4. Nach Ansicht des Unterzeichners ist es zu früh, um die Frage abschließend zu beantworten, was stattdessen in einem Diskussionspapier stehen sollte und schon gar, wo es Handlungsbedarf für den Gesetzgeber gibt. Es ist zu vermuten, daß Demokratieförderung und Demokratieentwicklung gerade auch an Stellen ansetzen können und sollten, die sich einer gesetzlichen Regelung entziehen, aber politischer Direktiven und/oder einer Veränderung des Bewußtseins bedürfen. An einem Gesetz, das nur plakativen Charakter hat, besteht insofern kein Interesse. Auch kann die Konzeptionierung eines Gesetzes nur gelingen, wenn sich auch Regierung, Parlament, Justiz und Verwaltung einer kritischen Analyse im Hinblick auf eigene Versäumnisse und Defizite unterziehen und für Änderungen bisheriger Verfahren und Maßnahmen offen sind.

5. Im Vorfeld sind andere und grundlegendere Fragen zur Diskussion zu stellen, als dies das vorgelegte Diskussionspapier tut, beispielsweise:

• Wie verhelfen wir einer deliberativen und partizipativen Demokratie zum Durchbruch?

• Wie setzen wir veränderte Voraussetzungen der Gestaltung des Gemeinwesens, beispielsweise das erheblich gestiegene Bildungsniveau der Bürgerinnen und Bürger und den damit einhergehenden Wunsch nach mehr und aktiverer Beteiligung an den öffentlichen Angelegenheiten in konkrete Veränderungen der Verfahrensdemokratie um?

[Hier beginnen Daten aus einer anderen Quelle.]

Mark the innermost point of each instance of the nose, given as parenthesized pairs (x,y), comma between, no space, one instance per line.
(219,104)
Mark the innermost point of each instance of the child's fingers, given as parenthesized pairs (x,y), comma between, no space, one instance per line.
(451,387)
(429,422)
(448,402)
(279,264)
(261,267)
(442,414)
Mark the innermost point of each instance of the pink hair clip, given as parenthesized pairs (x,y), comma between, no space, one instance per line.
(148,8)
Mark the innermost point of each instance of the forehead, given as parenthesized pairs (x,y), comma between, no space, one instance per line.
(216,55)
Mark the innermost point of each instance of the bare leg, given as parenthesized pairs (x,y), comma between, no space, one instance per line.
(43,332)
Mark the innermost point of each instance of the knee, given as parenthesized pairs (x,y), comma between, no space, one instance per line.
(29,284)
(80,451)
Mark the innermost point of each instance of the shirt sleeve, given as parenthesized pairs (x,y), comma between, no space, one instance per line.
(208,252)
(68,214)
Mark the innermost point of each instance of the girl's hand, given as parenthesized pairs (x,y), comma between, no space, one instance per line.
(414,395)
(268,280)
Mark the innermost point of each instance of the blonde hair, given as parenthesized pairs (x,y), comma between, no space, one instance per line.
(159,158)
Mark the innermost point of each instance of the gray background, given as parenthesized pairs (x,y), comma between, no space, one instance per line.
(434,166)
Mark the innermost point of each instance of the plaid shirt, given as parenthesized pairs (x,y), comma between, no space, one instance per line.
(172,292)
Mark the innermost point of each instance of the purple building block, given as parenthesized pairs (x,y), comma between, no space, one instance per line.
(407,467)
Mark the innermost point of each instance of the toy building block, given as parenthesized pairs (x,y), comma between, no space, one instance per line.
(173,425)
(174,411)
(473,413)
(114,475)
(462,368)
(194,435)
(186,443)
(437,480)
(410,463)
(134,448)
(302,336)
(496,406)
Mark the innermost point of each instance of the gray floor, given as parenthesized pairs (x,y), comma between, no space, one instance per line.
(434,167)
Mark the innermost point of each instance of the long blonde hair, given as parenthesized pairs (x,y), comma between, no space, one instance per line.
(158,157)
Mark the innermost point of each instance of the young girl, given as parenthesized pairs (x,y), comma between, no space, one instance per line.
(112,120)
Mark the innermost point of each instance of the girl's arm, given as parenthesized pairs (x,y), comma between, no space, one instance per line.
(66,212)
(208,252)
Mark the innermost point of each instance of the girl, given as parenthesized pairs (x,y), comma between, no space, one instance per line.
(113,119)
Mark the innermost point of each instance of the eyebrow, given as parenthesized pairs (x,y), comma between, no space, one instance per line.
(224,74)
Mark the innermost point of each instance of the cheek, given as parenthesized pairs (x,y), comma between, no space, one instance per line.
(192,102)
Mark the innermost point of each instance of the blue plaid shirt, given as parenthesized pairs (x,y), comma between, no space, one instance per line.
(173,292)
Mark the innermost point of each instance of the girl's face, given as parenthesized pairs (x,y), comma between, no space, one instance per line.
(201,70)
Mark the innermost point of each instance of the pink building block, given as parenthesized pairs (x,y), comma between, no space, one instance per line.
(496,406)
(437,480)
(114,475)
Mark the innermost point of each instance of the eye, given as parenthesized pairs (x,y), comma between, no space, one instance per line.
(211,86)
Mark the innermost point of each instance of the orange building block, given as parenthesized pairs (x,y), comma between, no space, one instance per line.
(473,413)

• Wie machen wir die Demokratie, die wir fördern wollen, tatsächlich förderungswürdig?

• Wie brechen wir verkrustete oder obsolete Strukturen und Prozesse auf, die den Bürgerinnen und Bürgern zum Ärgernis geworden sind und beseitigen obrigkeitsstaatliche und etatistische Relikte der gegenwärtigen Gesetzgebungs- und Verwaltungspraxis?

• Wie stellen wir einen respektvollen Umgang von politischen Entscheidungsträgern und Staatsbediensteten mit allen Bürgerinnen und Bürgern nachhaltig sicher?

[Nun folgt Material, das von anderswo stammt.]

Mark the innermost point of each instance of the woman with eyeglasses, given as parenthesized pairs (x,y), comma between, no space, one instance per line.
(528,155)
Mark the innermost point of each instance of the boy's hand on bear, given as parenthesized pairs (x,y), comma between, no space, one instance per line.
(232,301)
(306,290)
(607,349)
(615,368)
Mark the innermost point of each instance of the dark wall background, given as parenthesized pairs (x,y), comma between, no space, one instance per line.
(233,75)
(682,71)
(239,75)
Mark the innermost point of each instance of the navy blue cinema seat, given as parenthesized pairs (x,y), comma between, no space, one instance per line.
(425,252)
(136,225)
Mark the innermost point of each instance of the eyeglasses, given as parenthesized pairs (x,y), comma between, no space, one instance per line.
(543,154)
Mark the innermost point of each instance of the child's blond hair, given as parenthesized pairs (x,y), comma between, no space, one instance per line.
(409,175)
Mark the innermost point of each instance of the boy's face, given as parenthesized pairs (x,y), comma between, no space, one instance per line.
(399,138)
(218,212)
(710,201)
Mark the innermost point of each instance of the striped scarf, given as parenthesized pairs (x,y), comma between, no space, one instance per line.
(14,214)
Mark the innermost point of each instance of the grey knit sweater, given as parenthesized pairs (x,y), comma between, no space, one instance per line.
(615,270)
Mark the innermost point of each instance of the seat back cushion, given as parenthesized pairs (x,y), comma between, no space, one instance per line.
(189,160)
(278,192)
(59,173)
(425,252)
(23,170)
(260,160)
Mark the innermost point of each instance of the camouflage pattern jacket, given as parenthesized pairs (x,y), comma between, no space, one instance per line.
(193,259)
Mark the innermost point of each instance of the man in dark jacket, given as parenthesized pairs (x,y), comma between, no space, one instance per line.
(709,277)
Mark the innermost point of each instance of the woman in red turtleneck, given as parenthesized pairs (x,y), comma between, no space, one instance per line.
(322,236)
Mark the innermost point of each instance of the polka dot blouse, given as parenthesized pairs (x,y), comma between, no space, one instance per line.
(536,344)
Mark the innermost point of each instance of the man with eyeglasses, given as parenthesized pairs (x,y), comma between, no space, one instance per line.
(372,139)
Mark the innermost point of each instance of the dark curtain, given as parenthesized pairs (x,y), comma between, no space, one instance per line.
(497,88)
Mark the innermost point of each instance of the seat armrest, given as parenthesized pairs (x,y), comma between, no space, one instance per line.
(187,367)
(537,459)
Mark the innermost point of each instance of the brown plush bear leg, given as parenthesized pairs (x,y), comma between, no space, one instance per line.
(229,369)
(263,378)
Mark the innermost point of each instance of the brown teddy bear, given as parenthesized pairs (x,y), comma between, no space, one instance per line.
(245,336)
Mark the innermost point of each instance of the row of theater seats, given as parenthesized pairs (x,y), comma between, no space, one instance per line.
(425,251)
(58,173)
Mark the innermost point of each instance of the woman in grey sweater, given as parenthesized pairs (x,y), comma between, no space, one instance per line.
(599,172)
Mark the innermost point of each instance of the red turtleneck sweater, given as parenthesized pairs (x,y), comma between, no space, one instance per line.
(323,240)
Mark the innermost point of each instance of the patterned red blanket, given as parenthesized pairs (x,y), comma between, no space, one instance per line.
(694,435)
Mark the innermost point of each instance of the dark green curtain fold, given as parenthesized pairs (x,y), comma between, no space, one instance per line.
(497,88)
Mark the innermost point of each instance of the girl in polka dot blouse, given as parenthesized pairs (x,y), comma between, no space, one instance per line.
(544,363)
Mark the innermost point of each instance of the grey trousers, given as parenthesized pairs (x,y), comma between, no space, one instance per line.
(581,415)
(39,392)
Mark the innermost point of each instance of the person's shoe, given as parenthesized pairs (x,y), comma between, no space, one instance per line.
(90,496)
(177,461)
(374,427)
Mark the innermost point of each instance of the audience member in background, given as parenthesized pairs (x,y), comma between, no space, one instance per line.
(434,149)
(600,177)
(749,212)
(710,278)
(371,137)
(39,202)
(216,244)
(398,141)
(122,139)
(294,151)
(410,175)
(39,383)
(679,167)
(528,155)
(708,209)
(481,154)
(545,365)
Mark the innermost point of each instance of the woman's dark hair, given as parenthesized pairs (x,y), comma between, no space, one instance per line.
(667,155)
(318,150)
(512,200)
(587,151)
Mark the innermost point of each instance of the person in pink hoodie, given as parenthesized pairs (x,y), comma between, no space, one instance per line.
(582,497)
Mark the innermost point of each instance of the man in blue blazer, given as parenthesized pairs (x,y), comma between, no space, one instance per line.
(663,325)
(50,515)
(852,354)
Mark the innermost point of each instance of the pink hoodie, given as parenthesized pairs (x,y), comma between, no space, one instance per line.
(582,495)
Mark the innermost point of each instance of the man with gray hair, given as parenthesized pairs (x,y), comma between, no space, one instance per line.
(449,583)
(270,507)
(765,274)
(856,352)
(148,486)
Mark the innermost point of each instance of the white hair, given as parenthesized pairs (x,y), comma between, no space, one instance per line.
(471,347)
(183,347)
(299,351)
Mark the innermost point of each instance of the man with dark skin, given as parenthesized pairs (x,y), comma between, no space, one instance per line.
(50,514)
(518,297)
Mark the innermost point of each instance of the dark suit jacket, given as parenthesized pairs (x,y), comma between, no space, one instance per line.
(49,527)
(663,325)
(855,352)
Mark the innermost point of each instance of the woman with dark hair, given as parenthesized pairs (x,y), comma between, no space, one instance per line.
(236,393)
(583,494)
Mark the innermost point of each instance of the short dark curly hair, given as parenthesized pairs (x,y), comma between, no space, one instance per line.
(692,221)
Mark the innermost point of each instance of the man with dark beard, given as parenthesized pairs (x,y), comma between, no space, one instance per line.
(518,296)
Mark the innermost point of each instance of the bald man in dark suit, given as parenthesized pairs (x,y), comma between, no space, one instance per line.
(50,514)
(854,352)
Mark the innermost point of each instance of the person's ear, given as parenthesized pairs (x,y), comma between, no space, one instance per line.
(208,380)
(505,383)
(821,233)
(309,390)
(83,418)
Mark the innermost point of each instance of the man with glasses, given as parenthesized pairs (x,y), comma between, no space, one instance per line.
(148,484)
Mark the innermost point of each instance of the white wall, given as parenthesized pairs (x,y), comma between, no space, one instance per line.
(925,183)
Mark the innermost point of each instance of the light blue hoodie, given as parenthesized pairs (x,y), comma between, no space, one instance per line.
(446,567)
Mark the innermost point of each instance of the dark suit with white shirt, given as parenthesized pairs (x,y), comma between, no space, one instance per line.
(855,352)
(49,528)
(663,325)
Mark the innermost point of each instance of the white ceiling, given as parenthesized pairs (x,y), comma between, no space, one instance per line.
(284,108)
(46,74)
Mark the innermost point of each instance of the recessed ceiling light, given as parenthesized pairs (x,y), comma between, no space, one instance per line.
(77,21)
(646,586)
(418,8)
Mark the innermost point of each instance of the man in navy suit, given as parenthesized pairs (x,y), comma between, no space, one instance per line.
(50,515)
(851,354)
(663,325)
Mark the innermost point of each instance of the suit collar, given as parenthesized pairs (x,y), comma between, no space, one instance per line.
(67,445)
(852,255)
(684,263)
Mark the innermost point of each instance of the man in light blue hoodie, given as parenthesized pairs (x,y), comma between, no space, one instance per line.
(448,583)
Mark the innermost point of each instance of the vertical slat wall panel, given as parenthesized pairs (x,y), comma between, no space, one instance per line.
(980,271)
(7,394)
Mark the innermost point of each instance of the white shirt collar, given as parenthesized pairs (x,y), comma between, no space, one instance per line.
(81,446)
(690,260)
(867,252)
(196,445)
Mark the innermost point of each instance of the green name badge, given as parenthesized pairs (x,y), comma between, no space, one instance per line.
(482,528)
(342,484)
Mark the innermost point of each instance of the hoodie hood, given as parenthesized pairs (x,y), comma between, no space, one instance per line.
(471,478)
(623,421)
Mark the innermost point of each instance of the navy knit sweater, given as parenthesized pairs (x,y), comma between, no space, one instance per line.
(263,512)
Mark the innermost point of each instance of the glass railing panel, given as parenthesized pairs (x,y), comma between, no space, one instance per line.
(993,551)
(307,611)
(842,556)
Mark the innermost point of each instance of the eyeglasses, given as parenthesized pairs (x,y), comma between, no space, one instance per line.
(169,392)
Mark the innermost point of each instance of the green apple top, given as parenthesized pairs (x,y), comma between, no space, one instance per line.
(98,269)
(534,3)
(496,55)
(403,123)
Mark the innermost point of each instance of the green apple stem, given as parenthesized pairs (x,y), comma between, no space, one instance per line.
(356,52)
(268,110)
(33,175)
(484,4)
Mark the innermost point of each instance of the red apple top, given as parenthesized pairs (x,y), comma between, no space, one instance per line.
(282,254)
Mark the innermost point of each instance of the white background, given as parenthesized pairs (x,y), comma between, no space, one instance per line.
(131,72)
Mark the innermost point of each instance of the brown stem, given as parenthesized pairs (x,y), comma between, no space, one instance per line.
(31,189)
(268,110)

• Wo setzen wir und wie begründen wir notwendige Grenzen der Ausübung von Grundrechten und stellen sicher, daß sie nicht von Partikularinteressen oder angeblichen oder tatsächlichen Verwaltungserfordernissen bestimmt werden?

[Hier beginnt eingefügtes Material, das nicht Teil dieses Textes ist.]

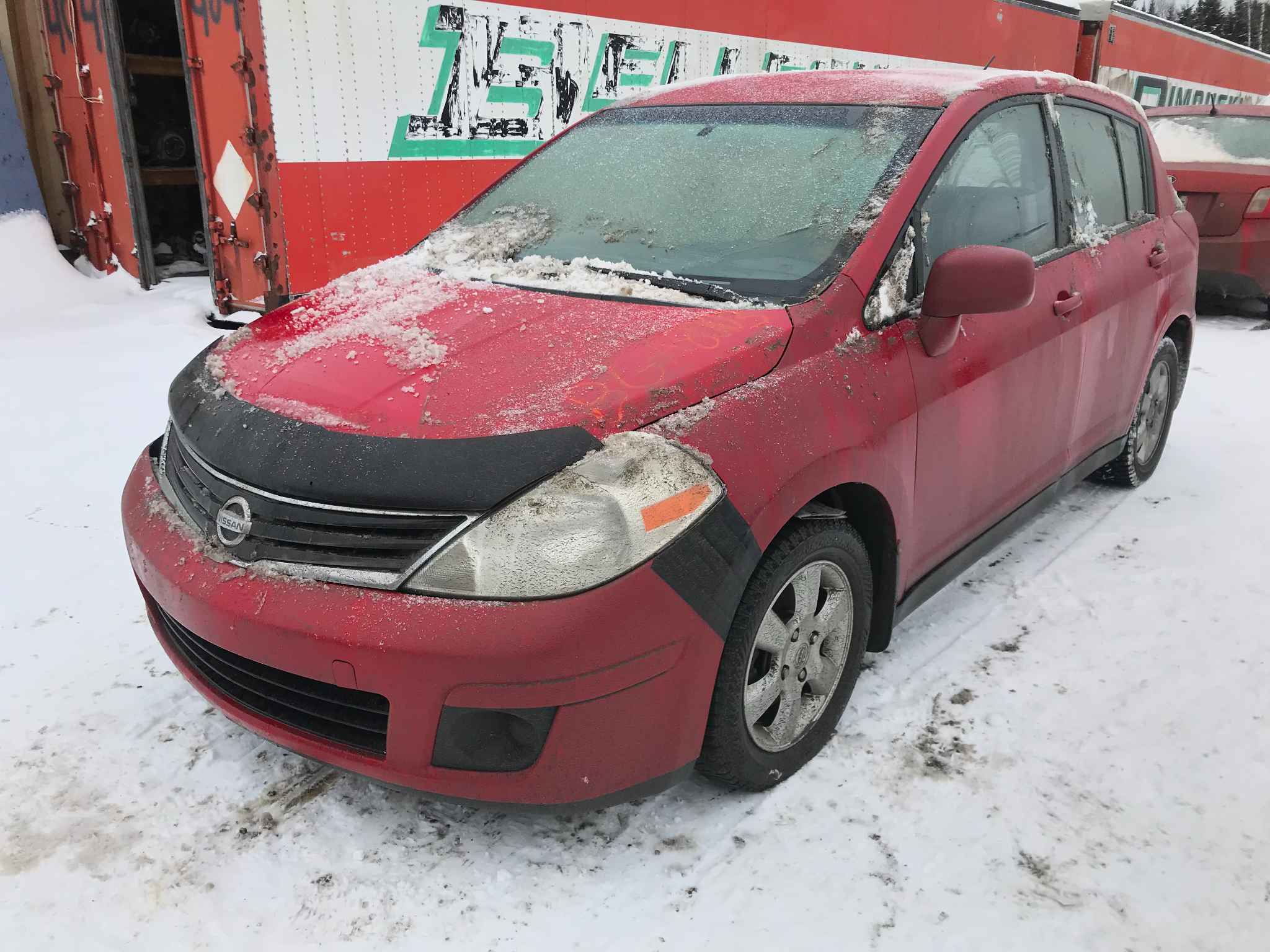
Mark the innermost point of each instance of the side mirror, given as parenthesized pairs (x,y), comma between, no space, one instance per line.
(973,280)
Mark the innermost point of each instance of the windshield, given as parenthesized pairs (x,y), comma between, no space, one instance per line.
(761,201)
(1213,139)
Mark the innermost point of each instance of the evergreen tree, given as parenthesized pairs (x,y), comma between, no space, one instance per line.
(1241,23)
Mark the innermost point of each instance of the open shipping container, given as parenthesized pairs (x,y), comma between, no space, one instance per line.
(280,144)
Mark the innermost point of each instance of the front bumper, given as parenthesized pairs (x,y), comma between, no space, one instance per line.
(629,667)
(1238,265)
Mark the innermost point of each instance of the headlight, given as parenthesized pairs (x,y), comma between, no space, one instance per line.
(587,524)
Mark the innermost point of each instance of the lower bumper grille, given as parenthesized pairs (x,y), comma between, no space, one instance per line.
(356,719)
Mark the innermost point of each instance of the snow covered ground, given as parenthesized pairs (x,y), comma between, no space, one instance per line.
(1067,749)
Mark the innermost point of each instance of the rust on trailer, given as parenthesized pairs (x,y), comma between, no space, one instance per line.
(81,86)
(361,127)
(223,51)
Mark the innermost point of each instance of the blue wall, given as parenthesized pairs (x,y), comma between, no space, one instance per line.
(18,188)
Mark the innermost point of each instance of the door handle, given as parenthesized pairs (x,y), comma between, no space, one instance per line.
(1067,302)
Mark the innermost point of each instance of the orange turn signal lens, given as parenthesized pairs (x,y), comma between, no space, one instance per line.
(675,507)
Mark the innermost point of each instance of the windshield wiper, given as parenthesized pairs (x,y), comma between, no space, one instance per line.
(690,286)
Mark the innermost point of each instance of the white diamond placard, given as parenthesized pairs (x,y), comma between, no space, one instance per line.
(233,179)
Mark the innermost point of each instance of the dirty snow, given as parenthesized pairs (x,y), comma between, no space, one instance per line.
(888,301)
(305,413)
(384,302)
(1086,231)
(683,420)
(1066,749)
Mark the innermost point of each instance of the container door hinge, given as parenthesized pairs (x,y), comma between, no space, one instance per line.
(267,265)
(221,238)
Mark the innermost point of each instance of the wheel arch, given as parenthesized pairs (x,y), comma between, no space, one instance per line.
(869,513)
(1181,332)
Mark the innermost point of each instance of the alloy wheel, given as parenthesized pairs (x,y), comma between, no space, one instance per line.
(1152,413)
(798,655)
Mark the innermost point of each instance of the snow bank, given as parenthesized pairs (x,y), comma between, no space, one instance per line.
(37,280)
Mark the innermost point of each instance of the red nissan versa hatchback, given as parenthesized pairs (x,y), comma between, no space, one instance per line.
(625,467)
(1220,159)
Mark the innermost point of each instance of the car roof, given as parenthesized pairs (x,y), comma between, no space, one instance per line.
(1228,110)
(926,88)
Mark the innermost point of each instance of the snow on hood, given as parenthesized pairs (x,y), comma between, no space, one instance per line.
(399,351)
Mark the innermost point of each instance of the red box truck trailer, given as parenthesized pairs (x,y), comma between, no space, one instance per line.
(280,144)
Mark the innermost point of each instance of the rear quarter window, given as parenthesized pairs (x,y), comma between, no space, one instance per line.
(1134,168)
(1094,165)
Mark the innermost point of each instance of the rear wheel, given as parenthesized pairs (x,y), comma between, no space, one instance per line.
(1151,421)
(791,658)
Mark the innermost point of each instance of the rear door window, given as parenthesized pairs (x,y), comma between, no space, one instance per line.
(1094,165)
(997,190)
(1134,177)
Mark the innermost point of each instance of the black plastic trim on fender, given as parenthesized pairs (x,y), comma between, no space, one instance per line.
(710,565)
(305,461)
(963,559)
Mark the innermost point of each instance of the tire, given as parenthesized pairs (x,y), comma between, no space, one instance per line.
(1152,419)
(756,753)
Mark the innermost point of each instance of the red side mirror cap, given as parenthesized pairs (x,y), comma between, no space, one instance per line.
(980,280)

• Wie setzen wir einen vernünftigen Rahmen für den bürgerschaftlichen Raum, damit unabhängige, selbstermächtigte und selbstorganisierte Akteure in diesem agieren können?

• Wie organisieren wir den öffentlichen Raum so, daß sich die Zivilgesellschaft nach ihrer eigenen Handlungslogik organisieren und dennoch auf gleicher Augenhöhe mit anderen Akteuren im öffentlichen Raum interagieren kann?

• Wie schaffen wir zeitgemäße Möglichkeiten der Beteiligung der Bürgerinnen und Bürger an den öffentlichen Angelegenheiten?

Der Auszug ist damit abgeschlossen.